The Bottom of the Funnel: the Decision Stage
Now the prospect has considered all the potential solutions and is ready to validate whether the product or solution is worth purchasing. You’ve talked about the value of the product and how it makes the task easier. At this point, they want information about what things look like if they decide to take the final plunge and move forward with your organization. The prospect is teetering on the edge of purchase, and they crave the right information to push them over that edge. So what type of content works well at this stage? Here are a few suggestions.
Trial downloads: Trials can be extremely effective at this point because once you can get the prospect to try your product, it’s much easier to convert them in the future. Offer free or low-cost trials to encourage the prospect to move closer to closing the sale and create content to promote those trials.
Live demos: During the middle of the funnel, you may have created on-demand video content that highlighted the benefits of the product. At this phase, however, the buyer is more serious, and a live demo is more engaging, allowing you to answer questions and address concerns in real time.

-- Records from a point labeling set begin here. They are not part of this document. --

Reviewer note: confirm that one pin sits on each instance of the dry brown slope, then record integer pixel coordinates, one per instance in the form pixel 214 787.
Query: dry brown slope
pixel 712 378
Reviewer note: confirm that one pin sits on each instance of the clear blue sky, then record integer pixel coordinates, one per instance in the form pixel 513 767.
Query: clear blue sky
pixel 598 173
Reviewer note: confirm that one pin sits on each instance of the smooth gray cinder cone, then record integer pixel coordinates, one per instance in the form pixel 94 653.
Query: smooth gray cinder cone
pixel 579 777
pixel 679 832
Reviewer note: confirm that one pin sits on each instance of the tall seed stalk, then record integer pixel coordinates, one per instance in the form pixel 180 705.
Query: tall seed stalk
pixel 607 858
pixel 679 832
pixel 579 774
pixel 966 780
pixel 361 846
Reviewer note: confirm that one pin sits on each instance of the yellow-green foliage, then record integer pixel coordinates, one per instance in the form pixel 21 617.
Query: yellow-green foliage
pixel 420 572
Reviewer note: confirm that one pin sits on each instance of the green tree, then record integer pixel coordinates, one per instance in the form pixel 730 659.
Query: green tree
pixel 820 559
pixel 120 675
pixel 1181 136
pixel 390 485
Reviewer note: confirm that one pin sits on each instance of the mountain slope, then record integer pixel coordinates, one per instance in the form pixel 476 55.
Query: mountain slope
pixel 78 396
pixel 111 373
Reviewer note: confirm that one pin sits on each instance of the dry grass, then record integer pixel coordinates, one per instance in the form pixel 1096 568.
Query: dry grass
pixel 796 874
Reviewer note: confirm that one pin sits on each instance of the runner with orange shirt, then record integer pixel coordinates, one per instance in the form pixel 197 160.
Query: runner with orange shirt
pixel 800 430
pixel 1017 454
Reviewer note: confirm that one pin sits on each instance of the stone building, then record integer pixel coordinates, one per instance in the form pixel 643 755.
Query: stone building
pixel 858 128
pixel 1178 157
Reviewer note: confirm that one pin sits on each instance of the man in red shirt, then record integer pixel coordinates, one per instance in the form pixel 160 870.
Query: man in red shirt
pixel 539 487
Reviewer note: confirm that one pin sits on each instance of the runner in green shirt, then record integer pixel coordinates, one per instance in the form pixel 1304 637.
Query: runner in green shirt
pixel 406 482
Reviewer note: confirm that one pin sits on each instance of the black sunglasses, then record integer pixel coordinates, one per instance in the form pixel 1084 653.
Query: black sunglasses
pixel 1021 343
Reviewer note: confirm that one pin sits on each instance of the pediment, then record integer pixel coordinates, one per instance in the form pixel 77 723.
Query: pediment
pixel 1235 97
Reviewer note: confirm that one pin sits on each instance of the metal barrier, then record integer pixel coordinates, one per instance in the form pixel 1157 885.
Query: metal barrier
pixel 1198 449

Content that shares favorable analyst reviews: People often trust 3rd party reviews to solidify their choice and/or to make the case to a budget holder, perhaps. If you’ve got great reviews, flaunt them! It’s also important to have these assets readily available to your sales team.
Content that promotes a free audit: For some products and services, it’s possible to offer a free audit or review. If this fits with your business, create content that highlights the benefits of a free audit and how the prospect can take advantage of the offer. This could be a blog post, short video, or infographic packed with stats relevant to the pain point and how an audit would help.
Once you create content for this stage in the buying cycle, it’s important to measure the results to better understand the content’s effectiveness. You can then pivot and make changes as needed. Here are a couple of metrics to watch.
Lifetime value of a customer: The longer a customer stays with your business, the more valuable they become as you make continual offers, upsells, and cross-sells of related products. Measure the lifetime value of new customers generated by content marketing efforts.
Customer acquisition: Creating content that is aligned with each stage of the buyer’s journey requires time, money, and resources. All that hard work comes with a price tag, and you want to ensure that customer acquisition rates meet expectations.
But in the end, every sales funnel is unique and shaped by the buyer journey. You can apply a general framework for aligning content at every stage, but when you truly understand your audience and develop a funnel that is tightly focused on their needs and backed with a documented content marketing strategy, you’ll better understand your customers, drive greater engagement, and experience higher conversions and lasting results.
Have you aligned your content marketing strategy with the buyer journey? If so, please share your results.